ちょうど新調しようというところに武器のプレゼント、それもイベント仕様の特別製が手に入ると来た。かなりタイミングが良いと言えるだろう。
問題はAIが決めるという所だが…、ここまで刀1本でやってきているのだ、その辺も考慮してきっと刀が手に入るはずだ。
相当ピーキーな性能でない限り、街で新しく獲物を探すよりかは良い方向に転ぶ事だろう。

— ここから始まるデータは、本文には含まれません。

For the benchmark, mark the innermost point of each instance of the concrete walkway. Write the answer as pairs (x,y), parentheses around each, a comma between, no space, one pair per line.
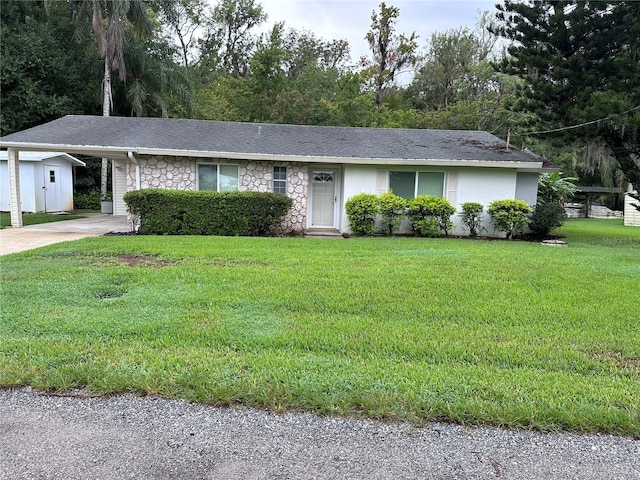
(13,240)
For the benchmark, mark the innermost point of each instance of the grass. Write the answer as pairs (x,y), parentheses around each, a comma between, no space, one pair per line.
(35,218)
(512,334)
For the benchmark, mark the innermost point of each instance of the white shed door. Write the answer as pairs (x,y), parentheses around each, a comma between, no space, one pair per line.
(52,201)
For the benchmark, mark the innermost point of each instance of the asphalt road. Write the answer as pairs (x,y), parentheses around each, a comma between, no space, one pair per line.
(54,437)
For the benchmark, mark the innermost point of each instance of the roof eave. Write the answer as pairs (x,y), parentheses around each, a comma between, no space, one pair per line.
(90,150)
(121,152)
(342,160)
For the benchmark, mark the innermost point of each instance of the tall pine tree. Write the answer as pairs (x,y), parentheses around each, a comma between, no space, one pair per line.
(581,63)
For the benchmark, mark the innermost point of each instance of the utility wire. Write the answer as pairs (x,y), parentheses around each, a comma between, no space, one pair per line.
(574,126)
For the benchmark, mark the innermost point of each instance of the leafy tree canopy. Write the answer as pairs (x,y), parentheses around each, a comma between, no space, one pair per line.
(581,64)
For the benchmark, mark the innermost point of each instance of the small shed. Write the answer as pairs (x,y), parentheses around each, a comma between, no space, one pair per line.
(631,213)
(46,181)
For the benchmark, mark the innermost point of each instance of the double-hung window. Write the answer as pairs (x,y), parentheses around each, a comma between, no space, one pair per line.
(280,180)
(411,184)
(217,177)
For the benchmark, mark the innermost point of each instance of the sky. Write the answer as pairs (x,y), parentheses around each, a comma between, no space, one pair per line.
(351,19)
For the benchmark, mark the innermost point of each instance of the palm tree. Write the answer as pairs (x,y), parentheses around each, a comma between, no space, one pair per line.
(108,20)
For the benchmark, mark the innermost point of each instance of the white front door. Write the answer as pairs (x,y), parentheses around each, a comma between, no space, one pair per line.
(323,198)
(52,201)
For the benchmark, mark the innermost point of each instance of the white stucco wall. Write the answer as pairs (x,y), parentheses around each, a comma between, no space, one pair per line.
(483,185)
(66,183)
(527,187)
(27,187)
(119,183)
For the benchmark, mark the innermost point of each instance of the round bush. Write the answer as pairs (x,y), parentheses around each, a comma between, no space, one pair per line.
(546,217)
(430,216)
(361,211)
(509,216)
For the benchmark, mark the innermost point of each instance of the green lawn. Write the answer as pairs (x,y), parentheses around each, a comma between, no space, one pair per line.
(477,332)
(35,218)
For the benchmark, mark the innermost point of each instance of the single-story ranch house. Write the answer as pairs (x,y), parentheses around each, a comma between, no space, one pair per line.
(320,168)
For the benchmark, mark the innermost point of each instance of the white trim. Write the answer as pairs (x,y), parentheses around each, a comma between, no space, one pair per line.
(417,173)
(41,156)
(99,150)
(218,164)
(337,189)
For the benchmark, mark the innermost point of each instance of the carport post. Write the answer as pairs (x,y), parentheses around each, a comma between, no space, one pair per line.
(14,187)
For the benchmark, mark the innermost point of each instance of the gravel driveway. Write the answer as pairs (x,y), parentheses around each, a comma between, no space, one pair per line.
(118,437)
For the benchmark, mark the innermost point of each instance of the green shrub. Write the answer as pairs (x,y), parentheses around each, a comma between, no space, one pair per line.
(179,212)
(546,217)
(509,216)
(553,188)
(362,211)
(430,216)
(393,209)
(89,200)
(471,217)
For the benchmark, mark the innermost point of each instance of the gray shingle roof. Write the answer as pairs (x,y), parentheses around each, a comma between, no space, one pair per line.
(176,135)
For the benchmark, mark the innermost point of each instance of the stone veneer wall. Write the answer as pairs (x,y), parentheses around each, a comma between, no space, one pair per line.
(179,173)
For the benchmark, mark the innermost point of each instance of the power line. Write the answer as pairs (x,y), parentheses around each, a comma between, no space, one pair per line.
(574,126)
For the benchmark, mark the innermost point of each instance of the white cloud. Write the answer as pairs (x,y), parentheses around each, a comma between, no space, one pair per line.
(351,19)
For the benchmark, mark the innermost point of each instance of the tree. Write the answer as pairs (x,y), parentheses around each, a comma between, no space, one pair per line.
(391,52)
(152,79)
(581,64)
(43,76)
(554,188)
(108,21)
(234,20)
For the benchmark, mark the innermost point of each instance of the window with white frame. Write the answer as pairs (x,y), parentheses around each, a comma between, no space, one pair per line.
(217,177)
(411,184)
(280,180)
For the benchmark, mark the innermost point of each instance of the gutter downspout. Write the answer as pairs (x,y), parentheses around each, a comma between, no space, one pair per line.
(134,160)
(133,220)
(13,170)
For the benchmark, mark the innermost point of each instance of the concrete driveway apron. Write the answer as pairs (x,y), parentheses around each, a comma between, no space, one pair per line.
(13,240)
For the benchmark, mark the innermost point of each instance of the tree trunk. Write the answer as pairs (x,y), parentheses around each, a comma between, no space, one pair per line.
(626,155)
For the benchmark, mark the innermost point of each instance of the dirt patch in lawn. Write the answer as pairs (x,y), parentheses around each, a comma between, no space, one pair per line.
(146,261)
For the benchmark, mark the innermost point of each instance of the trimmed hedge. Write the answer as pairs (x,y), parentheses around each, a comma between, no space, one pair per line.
(361,211)
(181,212)
(430,216)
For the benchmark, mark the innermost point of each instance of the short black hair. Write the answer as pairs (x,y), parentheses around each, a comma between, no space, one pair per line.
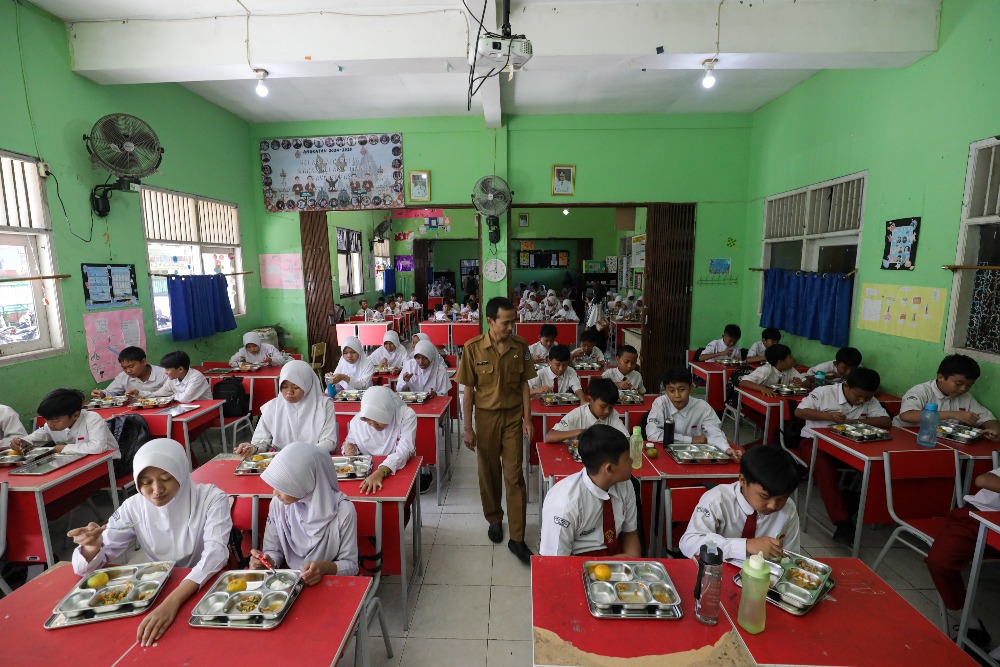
(602,444)
(495,305)
(776,353)
(959,364)
(61,403)
(603,389)
(177,359)
(771,467)
(132,353)
(848,355)
(864,379)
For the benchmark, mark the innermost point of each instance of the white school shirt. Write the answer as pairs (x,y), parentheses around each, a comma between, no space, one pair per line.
(720,516)
(573,515)
(927,392)
(192,387)
(581,417)
(696,418)
(830,398)
(123,383)
(88,435)
(634,379)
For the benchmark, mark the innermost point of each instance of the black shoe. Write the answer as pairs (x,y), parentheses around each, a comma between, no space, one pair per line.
(520,550)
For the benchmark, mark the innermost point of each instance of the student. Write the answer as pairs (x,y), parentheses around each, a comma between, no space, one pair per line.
(300,413)
(391,355)
(136,374)
(183,382)
(559,377)
(71,428)
(779,369)
(694,420)
(546,339)
(599,408)
(956,375)
(256,351)
(314,526)
(768,337)
(354,370)
(384,426)
(727,346)
(575,516)
(624,375)
(751,515)
(171,518)
(853,400)
(426,371)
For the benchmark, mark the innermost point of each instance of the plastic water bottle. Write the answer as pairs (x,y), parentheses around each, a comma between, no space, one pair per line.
(929,420)
(635,447)
(756,579)
(708,586)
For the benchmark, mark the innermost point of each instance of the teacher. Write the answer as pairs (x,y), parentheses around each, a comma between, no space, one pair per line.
(495,370)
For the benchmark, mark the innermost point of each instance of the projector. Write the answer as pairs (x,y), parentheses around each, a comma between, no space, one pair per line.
(501,52)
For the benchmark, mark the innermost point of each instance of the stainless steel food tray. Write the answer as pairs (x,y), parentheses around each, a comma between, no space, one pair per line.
(632,591)
(142,584)
(265,589)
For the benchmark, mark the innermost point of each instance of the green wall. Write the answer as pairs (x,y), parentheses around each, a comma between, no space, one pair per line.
(64,106)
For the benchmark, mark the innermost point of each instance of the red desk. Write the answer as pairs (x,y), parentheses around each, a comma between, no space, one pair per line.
(862,622)
(28,539)
(565,633)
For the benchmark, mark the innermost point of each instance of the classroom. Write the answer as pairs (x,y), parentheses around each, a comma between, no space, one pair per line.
(829,170)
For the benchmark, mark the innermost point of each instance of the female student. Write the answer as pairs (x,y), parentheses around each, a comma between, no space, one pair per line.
(313,527)
(172,518)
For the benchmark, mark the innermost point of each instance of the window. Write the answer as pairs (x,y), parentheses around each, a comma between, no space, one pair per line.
(189,235)
(974,320)
(31,324)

装備が1本、という話を聞いて他の面々も報酬に納得しているようだ。実際この3日間は格上相手との戦闘が多かった。自分の装備に満足できていなかったはずだ。
『わざわざウチが1つ1つ手作業で作るほんまもんの一点もんや。大切に扱ってや?』
俺に来た討伐依頼同様、カグちゃんにも装備の制作依頼が来ているのかもしれない。だいぶ地味…というか差を感じるかもしれないが、アプデ前でも鍛治をしていた一線級のプレイヤーだ。各プレイヤーに合わせた依頼が来ているのかもしれない。
アプデの入った現在、転生後でも鍛治業を続けているかは分からないが、この3年で培ってきた技術はそう易々と腐るものではないだろう。
期待ができるというものだ。
『今回はそのお知らせの為だけに顔合わせした、って話や。装備は作り次第メッセで送ったるから楽しみにしといてや? …後日ならなんで呼んだんやろな?』
『こちらにはこちらの処理ってものがあるんですよ〜? あとあまりそうやって世界観ぶち壊す言い方やめてくださいね〜?』
『誰のせいや!』
また始まりそうなのでさっさと退散した方が良さそうだ。
どうせこれだけの縁… 言い換えれば運命的な何かで巡り合っているのだ、どうせカグちゃんの中身とも顔を合わせることがあるだろう。
消化試合みたくなってしまった邂逅イベントを経て、そろそろお開きという所。
『あーそやそや… これだけは言っとかんとな。』
「…?」
『1位の奴らには気ぃつけや? トーマ。』
「…どういう意味だ?」
そう言葉を残し、俺の返事を待つ事なくマグマの壁へと消えていくヒノカグツチ。
詳細な話を聞こうにも、もうそこに神はいない。
こうして俺達の第1回エリアイベントは、何やら不穏な言葉を最後に、幕を閉じるのであった。